The classroom air grew thick and heavy as she stepped through the doorway, her pristine white uniform untouched by the grime that seemed to cling to everything else in this decaying school. The fluorescent lights flickered overhead, casting jagged shadows across her face as she smiled—a smile too perfect, too polished, like porcelain crafted to mimic human warmth.
"Hi, I'm Nanno. It's nice to meet all of you. Take care of me, please."
Her voice was honeyed, dripping with saccharine innocence, yet something beneath it hummed—a dissonance, like a piano key struck just slightly out of tune. The other students murmured greetings, some indifferent, some charmed by her delicate features and the way her dark eyes glittered with false humility. But not you.
No, you felt it.
A cold finger of dread traced its way down your spine as she tilted her head, her gaze sweeping over the room before settling—just for a fraction of a second—on you. Your skin prickled, the fine hairs on your arms standing on end as if charged by an unseen current. There was something wrong here. Something that slithered beneath her pleasant facade, something that didn’t fit the way a human should.
The way she moved was too fluid, her steps too light, as though gravity itself hesitated to touch her. The shadows in the room seemed to bend toward her, stretching unnaturally long in her presence, as if the very light feared to expose what she truly was. And her smile—God, that smile—never quite reached her eyes.
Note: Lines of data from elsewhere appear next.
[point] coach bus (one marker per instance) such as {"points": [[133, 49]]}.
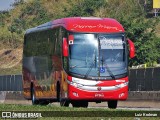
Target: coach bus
{"points": [[76, 60]]}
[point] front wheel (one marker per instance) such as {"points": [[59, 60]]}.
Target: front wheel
{"points": [[64, 103], [80, 104], [112, 104]]}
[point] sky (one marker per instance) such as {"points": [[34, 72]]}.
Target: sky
{"points": [[5, 4]]}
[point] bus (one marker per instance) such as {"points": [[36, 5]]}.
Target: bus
{"points": [[76, 60]]}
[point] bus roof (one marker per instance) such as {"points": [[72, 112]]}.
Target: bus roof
{"points": [[83, 24]]}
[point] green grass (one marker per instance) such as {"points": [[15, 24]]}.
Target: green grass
{"points": [[17, 70], [67, 113]]}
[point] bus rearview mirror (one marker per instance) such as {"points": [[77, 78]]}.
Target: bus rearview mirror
{"points": [[132, 49], [65, 47]]}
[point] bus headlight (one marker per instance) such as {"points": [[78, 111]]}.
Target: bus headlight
{"points": [[76, 84], [122, 85]]}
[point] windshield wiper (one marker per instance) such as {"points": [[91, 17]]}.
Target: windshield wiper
{"points": [[90, 68], [110, 72]]}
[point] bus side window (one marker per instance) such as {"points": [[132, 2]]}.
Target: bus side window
{"points": [[65, 59]]}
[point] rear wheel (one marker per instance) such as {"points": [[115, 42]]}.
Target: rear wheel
{"points": [[34, 101], [80, 104], [64, 103], [43, 102], [112, 104]]}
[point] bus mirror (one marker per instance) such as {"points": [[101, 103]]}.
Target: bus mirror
{"points": [[132, 49], [65, 47], [71, 39]]}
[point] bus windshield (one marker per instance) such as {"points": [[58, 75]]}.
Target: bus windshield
{"points": [[98, 55]]}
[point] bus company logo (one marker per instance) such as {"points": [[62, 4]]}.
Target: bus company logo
{"points": [[6, 115], [99, 88]]}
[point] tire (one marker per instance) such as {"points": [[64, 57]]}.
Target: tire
{"points": [[34, 101], [64, 103], [112, 104], [43, 102], [80, 104]]}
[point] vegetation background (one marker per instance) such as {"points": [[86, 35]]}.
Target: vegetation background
{"points": [[135, 15]]}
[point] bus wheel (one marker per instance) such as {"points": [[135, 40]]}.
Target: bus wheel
{"points": [[64, 103], [34, 101], [44, 102], [112, 104], [80, 104]]}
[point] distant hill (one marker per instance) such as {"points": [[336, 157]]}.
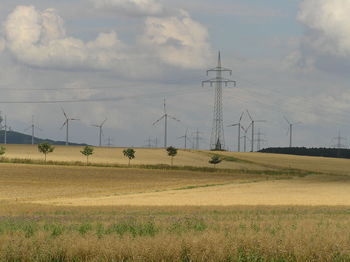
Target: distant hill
{"points": [[303, 151], [20, 138]]}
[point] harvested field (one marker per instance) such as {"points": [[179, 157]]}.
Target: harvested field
{"points": [[108, 155], [270, 209]]}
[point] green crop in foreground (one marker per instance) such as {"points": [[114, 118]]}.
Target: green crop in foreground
{"points": [[177, 234]]}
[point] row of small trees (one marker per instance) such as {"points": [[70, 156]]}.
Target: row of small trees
{"points": [[87, 151]]}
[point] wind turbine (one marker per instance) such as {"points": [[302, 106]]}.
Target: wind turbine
{"points": [[33, 127], [185, 137], [5, 127], [239, 131], [253, 125], [290, 130], [66, 123], [165, 117], [101, 131]]}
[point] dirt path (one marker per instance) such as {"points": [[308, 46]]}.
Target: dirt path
{"points": [[308, 191]]}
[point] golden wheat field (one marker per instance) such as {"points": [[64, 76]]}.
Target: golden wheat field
{"points": [[252, 207]]}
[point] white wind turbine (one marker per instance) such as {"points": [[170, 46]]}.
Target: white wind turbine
{"points": [[100, 127], [66, 123]]}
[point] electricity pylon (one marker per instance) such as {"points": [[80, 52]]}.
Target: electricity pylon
{"points": [[100, 131], [245, 131], [66, 123], [33, 127], [239, 132], [217, 139], [197, 138], [290, 130], [260, 139], [339, 140], [252, 124], [165, 117]]}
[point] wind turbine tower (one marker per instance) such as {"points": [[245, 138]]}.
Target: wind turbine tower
{"points": [[5, 130], [217, 139], [253, 126], [165, 117], [66, 123], [245, 130], [239, 132], [290, 130], [101, 131], [185, 137], [33, 127], [4, 126]]}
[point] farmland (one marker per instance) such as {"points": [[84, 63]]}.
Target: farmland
{"points": [[252, 207]]}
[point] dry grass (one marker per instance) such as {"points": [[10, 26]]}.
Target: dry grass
{"points": [[115, 156], [121, 214], [40, 182], [176, 234], [317, 164], [303, 192]]}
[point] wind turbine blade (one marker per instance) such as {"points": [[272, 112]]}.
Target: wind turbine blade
{"points": [[65, 122], [64, 113], [240, 119], [286, 120], [250, 116], [174, 118], [104, 122], [249, 126], [164, 106], [160, 119]]}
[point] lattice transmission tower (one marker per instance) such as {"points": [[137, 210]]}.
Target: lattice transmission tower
{"points": [[217, 139]]}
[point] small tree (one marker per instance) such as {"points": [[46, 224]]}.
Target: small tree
{"points": [[172, 151], [45, 148], [2, 150], [215, 159], [129, 153], [87, 151]]}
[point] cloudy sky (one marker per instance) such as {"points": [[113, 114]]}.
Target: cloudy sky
{"points": [[118, 59]]}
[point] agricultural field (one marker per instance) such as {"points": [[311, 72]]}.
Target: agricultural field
{"points": [[251, 207]]}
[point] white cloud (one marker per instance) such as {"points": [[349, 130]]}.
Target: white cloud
{"points": [[132, 7], [326, 42], [178, 40], [39, 39], [2, 44], [328, 21]]}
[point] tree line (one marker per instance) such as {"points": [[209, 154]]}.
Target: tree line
{"points": [[87, 151]]}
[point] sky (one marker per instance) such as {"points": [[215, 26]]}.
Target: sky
{"points": [[119, 59]]}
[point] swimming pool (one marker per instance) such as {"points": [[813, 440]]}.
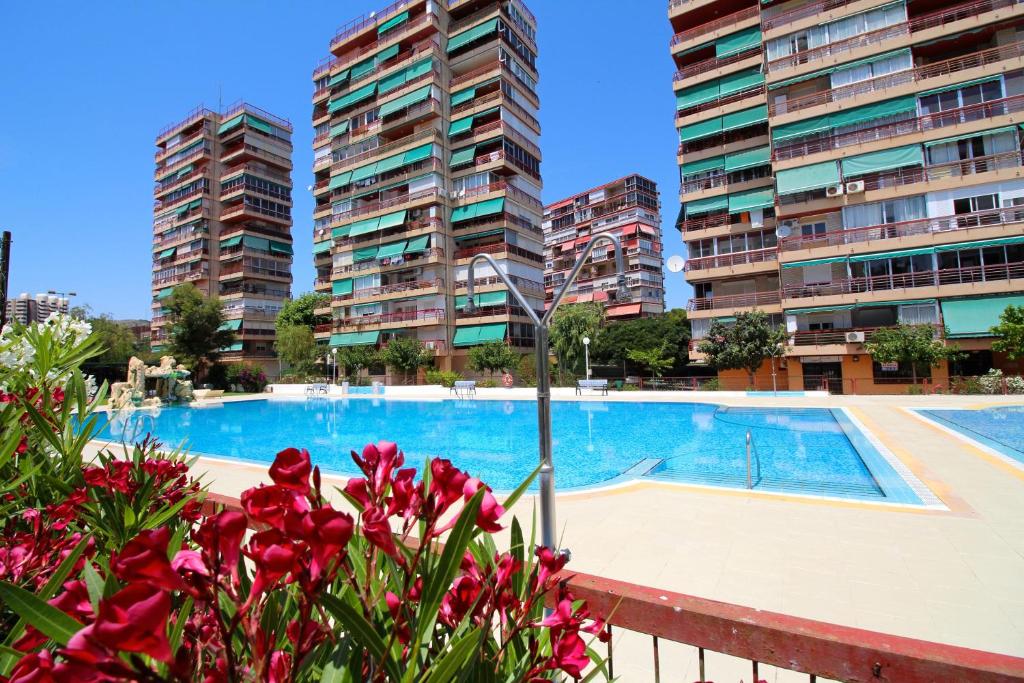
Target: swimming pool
{"points": [[999, 428], [804, 451]]}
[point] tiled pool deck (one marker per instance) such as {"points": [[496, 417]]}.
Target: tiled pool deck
{"points": [[953, 574]]}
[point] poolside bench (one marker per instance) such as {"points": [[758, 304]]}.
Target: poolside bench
{"points": [[596, 385]]}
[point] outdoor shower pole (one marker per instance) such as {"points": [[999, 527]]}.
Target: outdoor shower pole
{"points": [[547, 472]]}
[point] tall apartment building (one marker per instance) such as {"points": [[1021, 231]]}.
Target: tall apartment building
{"points": [[848, 165], [222, 219], [628, 208], [27, 309], [426, 154]]}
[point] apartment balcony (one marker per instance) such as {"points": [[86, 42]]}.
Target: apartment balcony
{"points": [[828, 95], [395, 291], [948, 122], [425, 316], [938, 19], [945, 282]]}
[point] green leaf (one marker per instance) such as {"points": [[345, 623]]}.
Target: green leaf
{"points": [[48, 620]]}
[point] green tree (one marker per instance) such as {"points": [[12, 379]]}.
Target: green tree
{"points": [[744, 345], [297, 347], [493, 356], [300, 311], [406, 355], [1011, 333], [568, 326], [196, 333], [615, 340], [911, 344], [654, 359]]}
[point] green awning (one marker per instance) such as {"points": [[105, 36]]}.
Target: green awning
{"points": [[340, 180], [748, 159], [471, 335], [805, 178], [339, 129], [338, 79], [353, 97], [464, 156], [484, 299], [752, 199], [392, 249], [463, 96], [364, 227], [981, 244], [976, 316], [926, 251], [365, 253], [231, 123], [710, 164], [817, 261], [355, 338], [884, 160], [744, 118], [737, 42], [418, 244], [466, 37], [707, 205], [392, 23]]}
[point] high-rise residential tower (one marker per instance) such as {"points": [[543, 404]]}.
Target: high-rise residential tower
{"points": [[222, 221], [427, 153], [630, 209], [850, 165]]}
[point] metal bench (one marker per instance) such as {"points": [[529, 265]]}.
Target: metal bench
{"points": [[596, 385]]}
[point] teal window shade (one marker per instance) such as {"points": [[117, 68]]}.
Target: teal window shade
{"points": [[707, 205], [748, 159], [393, 249], [702, 166], [751, 200], [884, 160], [395, 20], [477, 32], [976, 316], [806, 178], [472, 335], [737, 42], [418, 244]]}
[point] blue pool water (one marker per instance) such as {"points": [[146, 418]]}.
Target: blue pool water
{"points": [[999, 428], [808, 451]]}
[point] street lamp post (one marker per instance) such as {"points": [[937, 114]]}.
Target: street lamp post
{"points": [[547, 473], [586, 353]]}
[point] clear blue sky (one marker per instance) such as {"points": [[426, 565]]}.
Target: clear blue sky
{"points": [[87, 86]]}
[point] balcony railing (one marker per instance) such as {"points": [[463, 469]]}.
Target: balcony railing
{"points": [[925, 123], [726, 260], [751, 300], [938, 225], [945, 68], [969, 275], [717, 25]]}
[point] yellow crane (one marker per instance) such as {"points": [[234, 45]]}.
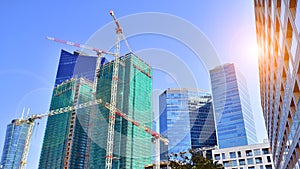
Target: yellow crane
{"points": [[31, 120]]}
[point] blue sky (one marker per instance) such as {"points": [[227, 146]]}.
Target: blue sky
{"points": [[29, 62]]}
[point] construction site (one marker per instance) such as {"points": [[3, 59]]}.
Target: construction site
{"points": [[97, 119]]}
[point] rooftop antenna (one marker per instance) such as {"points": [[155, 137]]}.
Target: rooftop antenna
{"points": [[23, 113], [28, 110]]}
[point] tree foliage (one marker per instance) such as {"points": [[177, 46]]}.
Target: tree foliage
{"points": [[192, 159]]}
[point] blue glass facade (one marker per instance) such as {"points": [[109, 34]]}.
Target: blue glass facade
{"points": [[186, 119], [234, 119], [13, 146], [76, 65]]}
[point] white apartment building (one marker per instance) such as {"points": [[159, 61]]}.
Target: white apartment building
{"points": [[257, 156]]}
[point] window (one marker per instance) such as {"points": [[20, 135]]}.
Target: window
{"points": [[268, 166], [249, 153], [223, 155], [256, 152], [226, 163], [250, 161], [232, 155], [242, 162], [217, 156], [265, 151], [258, 160], [239, 154], [233, 163]]}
They remained dark, fathomless, twin voids that swallowed reflection whole.
You gripped the edge of your desk, your knuckles whitening as your breath shallowed. The others didn’t see it. They laughed, they welcomed her, they were fools. But you—you felt the wrongness in your bones, in the way your pulse stuttered when she passed by your seat, the faint scent of something metallic and sweet clinging to her—like blood masked by perfume.
She took her seat, folding her hands neatly in front of her, the picture of demure obedience. But when the teacher turned to write on the board, her head turned—just slightly—toward you. And she smiled. Not the innocent, practiced smile from before.
This one was different. This one was just for you.
A slow, knowing curl of her lips, a flash of something sharp behind her eyes—an acknowledgment, a challenge, a secret shared between monsters in the dark. Your stomach dropped. Because now you knew. Nanno wasn’t here to be taken care of. She was here to play. And you? You were already part of the game.